If you're planning on a trip to Amsterdam, visiting coffeeshops should be on the top of your list of things to do. Amsterdam coffeeshops are often the main reason most travellers visit the city, and when it comes to what we're used to in the UK, Amsterdam coffeeshops are a world away from what we've experienced.

What are coffeeshops?

Amsterdam coffeeshops don't just serve food or drink. In fact, they are most notorious for serving soft drugs, mainly cannabis, which is legal in Amsterdam.

To supervise the consumption and enforce certain laws and regulations, coffeeshops will not serve alcohol and will only retain up to 500 grammes of soft drugs on the premises. But don't worry if one place is running low in a particularly busy season; coffeeshops are dotted all over Amsterdam for locals and travellers to enjoy.

Can tourists visit?

Anyone over the age of 18 can visit coffeeshops. There has been some rumours that after January 2013 tourists will have to apply for a membership card to visit coffeeshops, but this law was not passed and tourists can still consume soft drugs in the establishments legally.

How much can I purchase?

You can only purcahse 5 grammes of soft drugs per day in each coffeeshop.

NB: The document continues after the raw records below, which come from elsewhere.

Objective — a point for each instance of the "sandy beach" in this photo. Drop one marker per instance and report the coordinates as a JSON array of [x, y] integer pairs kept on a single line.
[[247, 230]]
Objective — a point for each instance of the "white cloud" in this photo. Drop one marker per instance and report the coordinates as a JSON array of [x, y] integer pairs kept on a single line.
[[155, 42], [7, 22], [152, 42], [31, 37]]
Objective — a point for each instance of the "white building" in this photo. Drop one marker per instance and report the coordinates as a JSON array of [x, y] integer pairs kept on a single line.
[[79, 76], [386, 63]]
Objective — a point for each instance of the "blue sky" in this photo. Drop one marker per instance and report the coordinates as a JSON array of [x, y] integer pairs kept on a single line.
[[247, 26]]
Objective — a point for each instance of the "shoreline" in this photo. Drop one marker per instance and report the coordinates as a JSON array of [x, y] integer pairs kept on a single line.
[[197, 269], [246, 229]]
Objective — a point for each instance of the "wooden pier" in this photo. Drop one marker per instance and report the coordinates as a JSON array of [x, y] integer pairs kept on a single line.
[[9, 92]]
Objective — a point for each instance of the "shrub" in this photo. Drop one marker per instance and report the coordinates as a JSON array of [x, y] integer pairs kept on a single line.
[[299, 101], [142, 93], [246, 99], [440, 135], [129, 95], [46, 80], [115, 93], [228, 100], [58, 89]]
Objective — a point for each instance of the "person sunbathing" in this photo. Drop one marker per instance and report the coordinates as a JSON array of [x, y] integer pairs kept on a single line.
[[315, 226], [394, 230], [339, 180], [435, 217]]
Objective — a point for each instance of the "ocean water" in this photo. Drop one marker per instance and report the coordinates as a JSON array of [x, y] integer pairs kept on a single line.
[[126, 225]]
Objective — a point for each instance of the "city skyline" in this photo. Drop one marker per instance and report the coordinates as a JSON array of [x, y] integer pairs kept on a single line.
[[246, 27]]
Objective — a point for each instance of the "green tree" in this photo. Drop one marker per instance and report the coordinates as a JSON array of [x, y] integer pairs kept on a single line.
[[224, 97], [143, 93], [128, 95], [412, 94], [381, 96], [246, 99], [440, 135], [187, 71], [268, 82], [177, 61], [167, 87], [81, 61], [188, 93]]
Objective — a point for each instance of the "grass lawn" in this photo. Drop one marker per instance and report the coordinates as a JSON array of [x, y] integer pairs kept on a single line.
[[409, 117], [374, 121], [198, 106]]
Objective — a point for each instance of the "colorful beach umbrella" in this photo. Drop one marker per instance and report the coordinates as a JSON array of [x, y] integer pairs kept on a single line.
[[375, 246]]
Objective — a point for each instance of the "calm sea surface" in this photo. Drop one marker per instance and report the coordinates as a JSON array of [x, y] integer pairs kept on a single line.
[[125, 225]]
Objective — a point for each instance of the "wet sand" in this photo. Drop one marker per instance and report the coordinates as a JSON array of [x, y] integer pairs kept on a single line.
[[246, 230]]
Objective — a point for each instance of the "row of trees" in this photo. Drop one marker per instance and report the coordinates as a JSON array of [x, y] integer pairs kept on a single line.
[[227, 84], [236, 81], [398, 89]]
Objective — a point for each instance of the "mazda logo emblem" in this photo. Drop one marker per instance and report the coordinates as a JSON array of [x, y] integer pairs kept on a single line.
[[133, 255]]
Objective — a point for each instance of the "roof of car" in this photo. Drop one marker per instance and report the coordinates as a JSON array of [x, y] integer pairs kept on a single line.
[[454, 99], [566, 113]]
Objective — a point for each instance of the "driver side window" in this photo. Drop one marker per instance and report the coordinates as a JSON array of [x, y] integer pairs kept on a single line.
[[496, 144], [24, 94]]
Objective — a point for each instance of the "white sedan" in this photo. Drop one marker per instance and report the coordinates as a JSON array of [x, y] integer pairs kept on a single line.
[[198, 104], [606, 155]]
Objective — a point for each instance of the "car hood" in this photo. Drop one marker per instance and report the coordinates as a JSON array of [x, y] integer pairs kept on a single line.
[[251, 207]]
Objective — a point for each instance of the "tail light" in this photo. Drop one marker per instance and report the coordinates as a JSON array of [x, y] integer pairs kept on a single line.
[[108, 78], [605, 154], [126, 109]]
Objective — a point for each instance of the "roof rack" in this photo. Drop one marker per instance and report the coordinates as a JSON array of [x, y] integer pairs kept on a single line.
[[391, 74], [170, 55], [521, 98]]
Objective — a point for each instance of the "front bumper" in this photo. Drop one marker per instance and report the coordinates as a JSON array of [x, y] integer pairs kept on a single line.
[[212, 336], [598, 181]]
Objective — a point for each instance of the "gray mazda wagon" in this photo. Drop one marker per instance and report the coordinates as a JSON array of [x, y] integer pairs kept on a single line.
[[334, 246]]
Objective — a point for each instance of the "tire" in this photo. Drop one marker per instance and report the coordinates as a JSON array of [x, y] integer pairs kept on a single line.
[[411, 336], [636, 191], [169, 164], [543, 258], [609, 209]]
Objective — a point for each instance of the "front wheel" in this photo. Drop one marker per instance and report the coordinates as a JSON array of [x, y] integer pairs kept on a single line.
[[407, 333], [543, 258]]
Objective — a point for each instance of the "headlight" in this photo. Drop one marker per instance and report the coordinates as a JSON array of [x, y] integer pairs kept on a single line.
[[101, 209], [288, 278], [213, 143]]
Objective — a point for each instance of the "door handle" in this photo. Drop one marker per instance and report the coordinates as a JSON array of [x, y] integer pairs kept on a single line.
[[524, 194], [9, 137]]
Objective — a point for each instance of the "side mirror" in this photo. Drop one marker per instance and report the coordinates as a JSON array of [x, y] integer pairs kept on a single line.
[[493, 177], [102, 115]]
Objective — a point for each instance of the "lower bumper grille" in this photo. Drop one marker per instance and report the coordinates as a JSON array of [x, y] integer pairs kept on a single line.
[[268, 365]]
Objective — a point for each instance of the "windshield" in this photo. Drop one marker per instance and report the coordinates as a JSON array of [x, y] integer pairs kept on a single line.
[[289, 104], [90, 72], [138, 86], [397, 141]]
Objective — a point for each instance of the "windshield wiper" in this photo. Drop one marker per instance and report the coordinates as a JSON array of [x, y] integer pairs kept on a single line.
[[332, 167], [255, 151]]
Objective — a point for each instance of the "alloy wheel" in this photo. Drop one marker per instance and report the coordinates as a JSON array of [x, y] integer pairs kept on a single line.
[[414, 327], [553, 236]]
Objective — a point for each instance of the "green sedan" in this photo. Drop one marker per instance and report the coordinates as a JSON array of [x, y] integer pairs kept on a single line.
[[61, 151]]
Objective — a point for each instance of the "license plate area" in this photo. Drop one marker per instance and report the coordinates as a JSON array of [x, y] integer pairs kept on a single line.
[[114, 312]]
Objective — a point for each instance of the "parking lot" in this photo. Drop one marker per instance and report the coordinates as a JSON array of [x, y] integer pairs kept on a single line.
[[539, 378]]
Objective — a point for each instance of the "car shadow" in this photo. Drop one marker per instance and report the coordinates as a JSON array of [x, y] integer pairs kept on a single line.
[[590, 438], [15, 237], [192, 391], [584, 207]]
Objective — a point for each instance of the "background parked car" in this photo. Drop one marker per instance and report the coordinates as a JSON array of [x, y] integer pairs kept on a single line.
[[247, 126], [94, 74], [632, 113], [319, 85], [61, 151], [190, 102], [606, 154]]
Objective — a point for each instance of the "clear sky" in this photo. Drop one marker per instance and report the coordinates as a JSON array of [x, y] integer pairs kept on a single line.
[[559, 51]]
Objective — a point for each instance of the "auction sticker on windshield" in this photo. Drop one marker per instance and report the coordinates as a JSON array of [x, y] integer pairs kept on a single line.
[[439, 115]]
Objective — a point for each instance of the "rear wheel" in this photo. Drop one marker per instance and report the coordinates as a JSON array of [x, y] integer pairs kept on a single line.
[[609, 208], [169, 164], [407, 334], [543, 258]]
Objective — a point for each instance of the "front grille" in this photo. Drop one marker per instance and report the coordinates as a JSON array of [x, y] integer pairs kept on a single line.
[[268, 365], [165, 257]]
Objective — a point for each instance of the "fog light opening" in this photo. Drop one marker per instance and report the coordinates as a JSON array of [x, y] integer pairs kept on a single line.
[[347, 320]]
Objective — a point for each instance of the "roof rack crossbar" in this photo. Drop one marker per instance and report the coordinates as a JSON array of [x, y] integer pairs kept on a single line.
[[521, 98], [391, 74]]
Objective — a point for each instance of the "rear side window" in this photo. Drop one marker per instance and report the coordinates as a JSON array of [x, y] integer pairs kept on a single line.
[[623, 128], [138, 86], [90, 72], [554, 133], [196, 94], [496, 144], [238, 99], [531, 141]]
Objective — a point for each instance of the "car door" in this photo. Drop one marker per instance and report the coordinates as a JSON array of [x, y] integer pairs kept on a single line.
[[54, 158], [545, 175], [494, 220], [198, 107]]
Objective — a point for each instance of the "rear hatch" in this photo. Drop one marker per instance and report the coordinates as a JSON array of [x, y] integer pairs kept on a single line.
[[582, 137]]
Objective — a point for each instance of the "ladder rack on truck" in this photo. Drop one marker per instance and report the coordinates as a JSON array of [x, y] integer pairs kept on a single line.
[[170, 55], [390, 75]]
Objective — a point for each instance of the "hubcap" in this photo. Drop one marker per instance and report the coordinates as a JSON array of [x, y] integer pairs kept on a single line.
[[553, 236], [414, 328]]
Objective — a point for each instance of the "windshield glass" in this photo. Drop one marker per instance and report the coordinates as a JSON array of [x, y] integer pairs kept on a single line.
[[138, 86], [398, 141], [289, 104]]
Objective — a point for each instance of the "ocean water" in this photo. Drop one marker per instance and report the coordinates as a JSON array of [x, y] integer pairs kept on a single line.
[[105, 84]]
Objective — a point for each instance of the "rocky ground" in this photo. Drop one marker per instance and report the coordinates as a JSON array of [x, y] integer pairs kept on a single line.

Coffeeshops are prohibited from selling more than this to their customers. It is illegal to purchase soft drugs on the streets in Amsterdam. Usually, you may not be allowed to purchase soft drugs in one establishment and take it to another, but this works in the same way as you would not be allowed to eat food from another establishment in a restraurant in the UK.

Are coffeeshops the main attraction?

35% of tourists will visit Amsterdam coffeeshops during their stay. Although part of the culture, there is no reason to visit coffeeshops if you don't participate in any kind of drug use. Luckily, Amsterdam is filled with attractions and sights of cultural beauty and significance to visit if you're not interested in coffeeshops.